Hong Kong-based developer Swire Properties broke ground on June 2012 on its massive Brickell CitiCentre project in downtown Miami, in what could be the beginning of substantive westward expansion across South Miami Avenue. The nine-acre, $1.05 billion project is planned to include two office buildings, two residential towers, a hotel, a wellness center, service apartments and 520,000 square feet of retail and entertainment space.
In March, Swire announced $140 million in financing for the project from HSBC Bank. The first phase is expected to be completed before 2015.
“The most important thing out of the many important things with this project is that they have moved progress toward the west,” Miami Mayor Tomas Regalado told The Real Deal. “Miami Avenue was just an imaginary line that developers wouldn’t cross to the west, and what this is doing to West Brickell is making it explode as a potential center for real estate and construction.”
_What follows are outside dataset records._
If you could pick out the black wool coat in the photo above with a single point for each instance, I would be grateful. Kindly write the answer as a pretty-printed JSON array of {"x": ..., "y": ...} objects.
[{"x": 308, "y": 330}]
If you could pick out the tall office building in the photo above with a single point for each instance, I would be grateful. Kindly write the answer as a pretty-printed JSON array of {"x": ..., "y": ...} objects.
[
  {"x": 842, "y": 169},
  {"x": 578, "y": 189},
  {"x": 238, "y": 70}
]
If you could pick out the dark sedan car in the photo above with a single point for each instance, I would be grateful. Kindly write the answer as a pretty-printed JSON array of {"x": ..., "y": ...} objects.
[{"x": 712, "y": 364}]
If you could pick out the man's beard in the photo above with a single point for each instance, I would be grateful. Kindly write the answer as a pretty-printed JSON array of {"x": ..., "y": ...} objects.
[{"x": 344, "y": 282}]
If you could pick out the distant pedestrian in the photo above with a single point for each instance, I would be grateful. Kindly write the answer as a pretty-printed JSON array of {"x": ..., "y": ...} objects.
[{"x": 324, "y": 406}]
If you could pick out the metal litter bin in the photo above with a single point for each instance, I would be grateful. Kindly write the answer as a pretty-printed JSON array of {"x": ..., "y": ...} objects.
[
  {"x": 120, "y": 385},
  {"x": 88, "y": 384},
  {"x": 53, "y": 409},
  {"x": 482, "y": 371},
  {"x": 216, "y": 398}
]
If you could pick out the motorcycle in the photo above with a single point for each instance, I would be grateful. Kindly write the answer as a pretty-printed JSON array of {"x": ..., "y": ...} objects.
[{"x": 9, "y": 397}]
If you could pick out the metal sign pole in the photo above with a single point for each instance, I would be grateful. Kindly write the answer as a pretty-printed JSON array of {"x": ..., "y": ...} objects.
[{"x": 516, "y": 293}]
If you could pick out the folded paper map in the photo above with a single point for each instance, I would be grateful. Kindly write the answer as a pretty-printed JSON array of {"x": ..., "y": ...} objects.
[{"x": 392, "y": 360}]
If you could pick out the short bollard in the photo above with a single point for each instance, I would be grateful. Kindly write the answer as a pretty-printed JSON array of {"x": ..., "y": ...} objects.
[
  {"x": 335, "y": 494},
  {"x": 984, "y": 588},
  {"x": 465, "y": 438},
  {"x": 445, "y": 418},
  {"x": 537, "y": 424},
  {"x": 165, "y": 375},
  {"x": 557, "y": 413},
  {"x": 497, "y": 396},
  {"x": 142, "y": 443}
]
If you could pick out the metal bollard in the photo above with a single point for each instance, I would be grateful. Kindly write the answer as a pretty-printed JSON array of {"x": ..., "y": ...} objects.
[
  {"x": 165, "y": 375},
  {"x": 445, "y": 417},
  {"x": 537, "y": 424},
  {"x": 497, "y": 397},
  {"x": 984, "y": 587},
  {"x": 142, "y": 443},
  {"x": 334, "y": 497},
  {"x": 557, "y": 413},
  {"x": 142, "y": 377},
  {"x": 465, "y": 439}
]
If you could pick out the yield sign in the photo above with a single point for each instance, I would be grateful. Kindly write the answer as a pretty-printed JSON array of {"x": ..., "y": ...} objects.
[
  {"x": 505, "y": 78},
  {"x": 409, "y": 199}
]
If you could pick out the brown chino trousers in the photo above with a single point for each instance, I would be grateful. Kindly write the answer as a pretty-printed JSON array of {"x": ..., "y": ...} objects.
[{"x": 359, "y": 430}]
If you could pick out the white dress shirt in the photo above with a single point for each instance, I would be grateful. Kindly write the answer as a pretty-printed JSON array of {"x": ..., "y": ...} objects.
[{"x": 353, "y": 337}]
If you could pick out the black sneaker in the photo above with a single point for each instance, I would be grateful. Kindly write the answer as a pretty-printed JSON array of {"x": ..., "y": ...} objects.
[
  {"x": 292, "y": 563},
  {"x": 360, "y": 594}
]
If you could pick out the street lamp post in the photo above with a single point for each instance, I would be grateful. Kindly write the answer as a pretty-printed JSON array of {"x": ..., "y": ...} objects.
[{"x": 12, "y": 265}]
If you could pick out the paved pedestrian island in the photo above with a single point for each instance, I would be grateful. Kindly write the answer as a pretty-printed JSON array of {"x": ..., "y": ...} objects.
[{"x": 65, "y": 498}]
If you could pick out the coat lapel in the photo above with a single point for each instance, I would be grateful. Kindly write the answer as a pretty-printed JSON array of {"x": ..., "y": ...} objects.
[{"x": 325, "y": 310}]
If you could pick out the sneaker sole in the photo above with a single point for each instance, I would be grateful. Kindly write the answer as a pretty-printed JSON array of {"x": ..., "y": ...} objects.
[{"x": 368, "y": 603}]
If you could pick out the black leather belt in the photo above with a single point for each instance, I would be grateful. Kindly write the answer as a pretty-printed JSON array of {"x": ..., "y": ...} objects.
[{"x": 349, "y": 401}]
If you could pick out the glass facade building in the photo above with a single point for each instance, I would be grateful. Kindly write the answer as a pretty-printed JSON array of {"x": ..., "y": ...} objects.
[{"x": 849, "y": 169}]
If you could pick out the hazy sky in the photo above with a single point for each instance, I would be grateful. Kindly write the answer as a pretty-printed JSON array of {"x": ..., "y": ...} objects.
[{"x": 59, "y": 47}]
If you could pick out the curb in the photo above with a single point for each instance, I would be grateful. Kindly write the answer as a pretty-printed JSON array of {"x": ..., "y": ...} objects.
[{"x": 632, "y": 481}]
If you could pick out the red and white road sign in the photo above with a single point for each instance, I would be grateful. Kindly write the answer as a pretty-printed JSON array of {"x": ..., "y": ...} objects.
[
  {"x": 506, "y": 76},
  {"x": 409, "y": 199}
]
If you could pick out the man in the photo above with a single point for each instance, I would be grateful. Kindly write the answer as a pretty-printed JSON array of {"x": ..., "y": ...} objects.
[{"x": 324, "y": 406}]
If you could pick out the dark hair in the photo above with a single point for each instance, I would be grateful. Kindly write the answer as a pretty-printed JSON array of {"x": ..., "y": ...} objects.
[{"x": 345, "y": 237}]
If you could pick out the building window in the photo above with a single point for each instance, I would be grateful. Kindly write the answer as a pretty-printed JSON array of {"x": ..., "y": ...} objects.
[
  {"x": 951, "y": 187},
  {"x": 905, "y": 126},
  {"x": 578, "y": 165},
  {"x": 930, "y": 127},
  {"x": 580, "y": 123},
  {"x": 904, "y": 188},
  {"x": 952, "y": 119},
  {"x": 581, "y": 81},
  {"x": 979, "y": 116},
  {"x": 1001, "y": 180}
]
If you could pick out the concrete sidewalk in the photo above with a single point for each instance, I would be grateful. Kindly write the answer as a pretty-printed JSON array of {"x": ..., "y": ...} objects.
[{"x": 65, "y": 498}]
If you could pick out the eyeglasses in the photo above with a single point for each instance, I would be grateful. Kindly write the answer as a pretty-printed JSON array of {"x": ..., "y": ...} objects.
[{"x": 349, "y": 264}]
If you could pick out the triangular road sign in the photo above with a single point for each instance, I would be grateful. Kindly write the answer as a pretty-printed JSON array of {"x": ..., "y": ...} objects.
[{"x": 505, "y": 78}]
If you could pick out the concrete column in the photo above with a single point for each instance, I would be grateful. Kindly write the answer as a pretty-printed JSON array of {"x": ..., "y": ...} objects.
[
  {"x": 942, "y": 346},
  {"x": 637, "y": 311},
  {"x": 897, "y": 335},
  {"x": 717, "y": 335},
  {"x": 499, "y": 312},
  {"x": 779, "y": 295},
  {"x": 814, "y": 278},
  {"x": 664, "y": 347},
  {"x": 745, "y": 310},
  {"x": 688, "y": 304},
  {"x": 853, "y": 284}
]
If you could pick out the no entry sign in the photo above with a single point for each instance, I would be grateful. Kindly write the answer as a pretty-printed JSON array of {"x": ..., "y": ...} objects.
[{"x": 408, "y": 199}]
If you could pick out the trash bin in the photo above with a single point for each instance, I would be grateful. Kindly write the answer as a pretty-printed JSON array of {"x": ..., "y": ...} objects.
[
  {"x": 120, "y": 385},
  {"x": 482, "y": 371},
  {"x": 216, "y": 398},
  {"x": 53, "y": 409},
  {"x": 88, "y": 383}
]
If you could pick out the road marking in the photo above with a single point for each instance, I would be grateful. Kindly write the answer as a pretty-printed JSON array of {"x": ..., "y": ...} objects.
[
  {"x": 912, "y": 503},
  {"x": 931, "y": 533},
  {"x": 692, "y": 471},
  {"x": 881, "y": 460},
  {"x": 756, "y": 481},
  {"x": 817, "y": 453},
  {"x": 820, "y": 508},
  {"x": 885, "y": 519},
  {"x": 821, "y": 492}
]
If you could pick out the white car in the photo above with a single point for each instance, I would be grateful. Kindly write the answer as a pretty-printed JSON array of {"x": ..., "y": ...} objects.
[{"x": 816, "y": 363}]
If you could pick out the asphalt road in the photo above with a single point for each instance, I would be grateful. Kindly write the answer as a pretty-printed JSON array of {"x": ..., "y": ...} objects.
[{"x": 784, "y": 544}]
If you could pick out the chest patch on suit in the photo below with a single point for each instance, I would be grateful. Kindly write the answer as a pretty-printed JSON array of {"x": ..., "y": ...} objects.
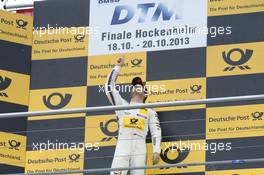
[{"x": 134, "y": 122}]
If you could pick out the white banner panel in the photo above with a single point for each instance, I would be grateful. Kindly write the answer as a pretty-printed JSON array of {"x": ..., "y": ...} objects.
[{"x": 147, "y": 25}]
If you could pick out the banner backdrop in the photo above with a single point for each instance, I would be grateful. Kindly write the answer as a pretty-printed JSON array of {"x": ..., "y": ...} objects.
[
  {"x": 15, "y": 50},
  {"x": 133, "y": 26},
  {"x": 69, "y": 69}
]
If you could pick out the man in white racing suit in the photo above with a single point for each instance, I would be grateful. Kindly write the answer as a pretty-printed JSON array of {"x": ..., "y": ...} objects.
[{"x": 133, "y": 126}]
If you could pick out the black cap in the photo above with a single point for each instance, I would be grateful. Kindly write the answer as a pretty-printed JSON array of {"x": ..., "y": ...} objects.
[{"x": 138, "y": 81}]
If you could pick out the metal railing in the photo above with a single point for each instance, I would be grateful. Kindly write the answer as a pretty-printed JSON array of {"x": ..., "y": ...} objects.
[
  {"x": 134, "y": 106},
  {"x": 99, "y": 170},
  {"x": 137, "y": 106}
]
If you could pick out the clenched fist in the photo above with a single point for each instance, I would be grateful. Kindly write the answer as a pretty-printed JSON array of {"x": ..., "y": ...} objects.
[
  {"x": 121, "y": 61},
  {"x": 155, "y": 158}
]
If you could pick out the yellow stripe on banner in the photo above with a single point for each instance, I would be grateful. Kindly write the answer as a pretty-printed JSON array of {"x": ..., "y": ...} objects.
[
  {"x": 174, "y": 90},
  {"x": 14, "y": 87},
  {"x": 258, "y": 171},
  {"x": 235, "y": 121},
  {"x": 12, "y": 149},
  {"x": 100, "y": 66},
  {"x": 228, "y": 7},
  {"x": 58, "y": 98},
  {"x": 102, "y": 129},
  {"x": 179, "y": 152},
  {"x": 48, "y": 161},
  {"x": 16, "y": 28},
  {"x": 235, "y": 59},
  {"x": 60, "y": 43}
]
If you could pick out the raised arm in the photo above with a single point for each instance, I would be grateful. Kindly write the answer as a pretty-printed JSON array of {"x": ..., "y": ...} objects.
[
  {"x": 111, "y": 92},
  {"x": 155, "y": 130}
]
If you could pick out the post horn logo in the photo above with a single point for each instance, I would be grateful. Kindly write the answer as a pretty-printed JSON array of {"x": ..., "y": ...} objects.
[
  {"x": 133, "y": 121},
  {"x": 4, "y": 84},
  {"x": 13, "y": 144},
  {"x": 196, "y": 89},
  {"x": 79, "y": 38},
  {"x": 106, "y": 130},
  {"x": 257, "y": 115},
  {"x": 21, "y": 23},
  {"x": 136, "y": 62},
  {"x": 182, "y": 154},
  {"x": 64, "y": 100},
  {"x": 74, "y": 158},
  {"x": 244, "y": 58}
]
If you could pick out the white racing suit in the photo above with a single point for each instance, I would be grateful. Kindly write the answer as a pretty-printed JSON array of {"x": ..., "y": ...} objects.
[{"x": 133, "y": 127}]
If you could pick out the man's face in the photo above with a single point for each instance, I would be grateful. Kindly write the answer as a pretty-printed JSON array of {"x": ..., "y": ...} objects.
[{"x": 138, "y": 91}]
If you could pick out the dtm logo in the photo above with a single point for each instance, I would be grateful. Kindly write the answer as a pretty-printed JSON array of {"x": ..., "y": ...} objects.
[
  {"x": 196, "y": 89},
  {"x": 182, "y": 155},
  {"x": 4, "y": 84},
  {"x": 74, "y": 158},
  {"x": 79, "y": 38},
  {"x": 136, "y": 62},
  {"x": 257, "y": 115},
  {"x": 21, "y": 23},
  {"x": 108, "y": 131},
  {"x": 142, "y": 10},
  {"x": 13, "y": 144},
  {"x": 64, "y": 100},
  {"x": 244, "y": 57}
]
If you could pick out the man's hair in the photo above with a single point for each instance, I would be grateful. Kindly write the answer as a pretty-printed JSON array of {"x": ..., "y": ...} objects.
[{"x": 138, "y": 81}]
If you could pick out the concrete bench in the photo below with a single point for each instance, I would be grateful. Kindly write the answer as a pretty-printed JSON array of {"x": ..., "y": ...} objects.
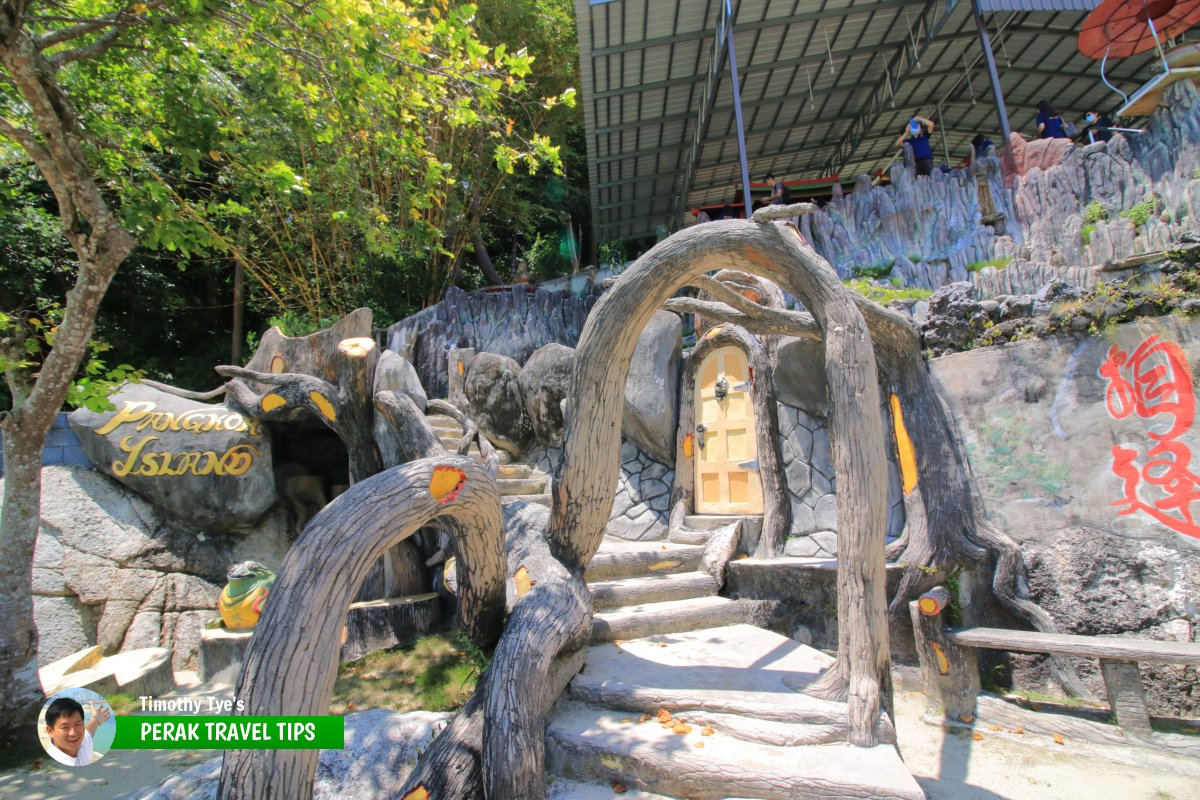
[{"x": 951, "y": 667}]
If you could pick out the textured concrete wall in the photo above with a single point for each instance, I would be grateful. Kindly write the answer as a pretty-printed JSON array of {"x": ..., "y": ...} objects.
[
  {"x": 61, "y": 446},
  {"x": 113, "y": 570},
  {"x": 513, "y": 322},
  {"x": 1060, "y": 433}
]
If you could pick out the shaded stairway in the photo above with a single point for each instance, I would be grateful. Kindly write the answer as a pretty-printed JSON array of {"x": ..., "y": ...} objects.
[
  {"x": 681, "y": 697},
  {"x": 515, "y": 481}
]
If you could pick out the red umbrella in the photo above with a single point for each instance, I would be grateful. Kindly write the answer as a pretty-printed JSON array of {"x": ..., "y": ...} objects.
[{"x": 1120, "y": 28}]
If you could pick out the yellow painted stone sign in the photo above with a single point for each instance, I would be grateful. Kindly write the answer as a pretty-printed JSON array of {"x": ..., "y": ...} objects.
[{"x": 142, "y": 416}]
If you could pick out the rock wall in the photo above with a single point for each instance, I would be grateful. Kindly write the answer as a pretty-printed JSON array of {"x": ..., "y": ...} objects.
[
  {"x": 1059, "y": 433},
  {"x": 927, "y": 228},
  {"x": 111, "y": 569},
  {"x": 811, "y": 487},
  {"x": 513, "y": 322},
  {"x": 641, "y": 509},
  {"x": 61, "y": 446}
]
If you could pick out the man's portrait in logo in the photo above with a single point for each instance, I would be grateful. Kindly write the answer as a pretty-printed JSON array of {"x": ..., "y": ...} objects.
[{"x": 76, "y": 727}]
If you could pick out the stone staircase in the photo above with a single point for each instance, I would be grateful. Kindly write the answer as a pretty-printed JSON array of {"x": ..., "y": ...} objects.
[
  {"x": 515, "y": 481},
  {"x": 682, "y": 698}
]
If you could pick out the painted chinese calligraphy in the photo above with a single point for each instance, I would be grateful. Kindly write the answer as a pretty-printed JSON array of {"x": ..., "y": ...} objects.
[{"x": 1155, "y": 382}]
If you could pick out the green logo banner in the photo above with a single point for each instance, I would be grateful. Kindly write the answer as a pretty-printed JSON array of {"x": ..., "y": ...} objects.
[{"x": 229, "y": 733}]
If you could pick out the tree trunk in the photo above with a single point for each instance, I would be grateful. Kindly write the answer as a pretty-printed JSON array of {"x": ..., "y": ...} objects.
[
  {"x": 345, "y": 403},
  {"x": 946, "y": 525},
  {"x": 485, "y": 262},
  {"x": 21, "y": 690},
  {"x": 497, "y": 739},
  {"x": 321, "y": 576},
  {"x": 583, "y": 494}
]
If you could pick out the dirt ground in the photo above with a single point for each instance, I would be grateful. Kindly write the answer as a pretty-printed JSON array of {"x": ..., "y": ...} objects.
[{"x": 948, "y": 765}]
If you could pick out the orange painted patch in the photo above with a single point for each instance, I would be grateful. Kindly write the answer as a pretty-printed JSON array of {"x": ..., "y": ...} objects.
[
  {"x": 447, "y": 482},
  {"x": 522, "y": 582},
  {"x": 940, "y": 660},
  {"x": 904, "y": 446},
  {"x": 271, "y": 401},
  {"x": 357, "y": 347},
  {"x": 928, "y": 606},
  {"x": 323, "y": 405}
]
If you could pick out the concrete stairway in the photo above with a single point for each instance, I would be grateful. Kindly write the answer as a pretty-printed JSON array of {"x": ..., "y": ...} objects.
[
  {"x": 682, "y": 698},
  {"x": 515, "y": 481}
]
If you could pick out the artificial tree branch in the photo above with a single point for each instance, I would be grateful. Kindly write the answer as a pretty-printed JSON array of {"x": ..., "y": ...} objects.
[{"x": 760, "y": 320}]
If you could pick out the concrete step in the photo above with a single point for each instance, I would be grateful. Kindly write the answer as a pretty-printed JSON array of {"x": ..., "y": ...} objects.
[
  {"x": 586, "y": 743},
  {"x": 738, "y": 669},
  {"x": 688, "y": 536},
  {"x": 540, "y": 499},
  {"x": 670, "y": 617},
  {"x": 515, "y": 470},
  {"x": 714, "y": 521},
  {"x": 521, "y": 485},
  {"x": 622, "y": 559},
  {"x": 652, "y": 589}
]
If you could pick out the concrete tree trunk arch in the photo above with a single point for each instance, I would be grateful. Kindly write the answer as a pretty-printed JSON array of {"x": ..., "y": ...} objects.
[
  {"x": 292, "y": 662},
  {"x": 493, "y": 746},
  {"x": 585, "y": 489}
]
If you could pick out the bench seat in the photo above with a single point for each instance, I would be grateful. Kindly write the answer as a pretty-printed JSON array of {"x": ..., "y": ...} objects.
[{"x": 1089, "y": 647}]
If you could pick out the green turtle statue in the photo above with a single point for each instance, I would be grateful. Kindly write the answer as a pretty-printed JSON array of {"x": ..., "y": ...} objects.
[{"x": 241, "y": 600}]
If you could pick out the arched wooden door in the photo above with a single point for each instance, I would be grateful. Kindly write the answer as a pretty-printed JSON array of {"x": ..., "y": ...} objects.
[{"x": 726, "y": 469}]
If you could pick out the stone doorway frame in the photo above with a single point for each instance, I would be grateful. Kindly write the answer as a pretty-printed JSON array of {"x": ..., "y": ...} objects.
[{"x": 777, "y": 507}]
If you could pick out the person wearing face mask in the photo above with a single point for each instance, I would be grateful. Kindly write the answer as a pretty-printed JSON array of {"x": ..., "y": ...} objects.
[
  {"x": 1096, "y": 128},
  {"x": 917, "y": 132}
]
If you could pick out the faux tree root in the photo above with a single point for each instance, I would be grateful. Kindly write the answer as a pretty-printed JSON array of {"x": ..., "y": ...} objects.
[
  {"x": 945, "y": 524},
  {"x": 292, "y": 661}
]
In recent years, some developers have begun crossing the “imaginary line.”
Canada-based Ivanhoe Cambridge’s Mary Brickell Village has become a bustling retail center, and Jorge Perez’ Related Group already has 92 percent of units under reservation for its planned Millecento Residences just a few blocks south on South Miami Avenue.
“[Swire] is going to start construction right now, and this will send a message,” Regalado said. “I promise you that all of this area, in the next two years, is going to be changed.”
The project’s first phase is slated for completion in the first quarter of 2014.
But while CitiCentre represents a shift westward, it’s also a significant sign from the East.
Wednesday’s groundbreaking included a traditional Chinese blessing, a ceremonial beginning to what the city hopes could be increased growth in investment from Asia (which began with Genting’s high-profile purchase of the Miami Herald’s headquarters on Biscayne Bay).
“We hope it’s transformational,” Swire Properties CEO Martin Cubbon said. “We’ve done lots of projects like this in Hong Kong and China, and we feel very confident about this city.”
The distance between East Asia and Miami continues to represent something of a roadblock for investment, he said, but Miami is starting to be perceived as a potential investment target in Asia.
“It’s a long way from Asia, but I think [the perception] is changing,” he said. “When people who know us in Asia see what we’ve done, they’ll take note. People from Beijing and Hong Kong will like Miami — so I think you will see the beginnings of more investment. How much there will be will depend on the opportunity.”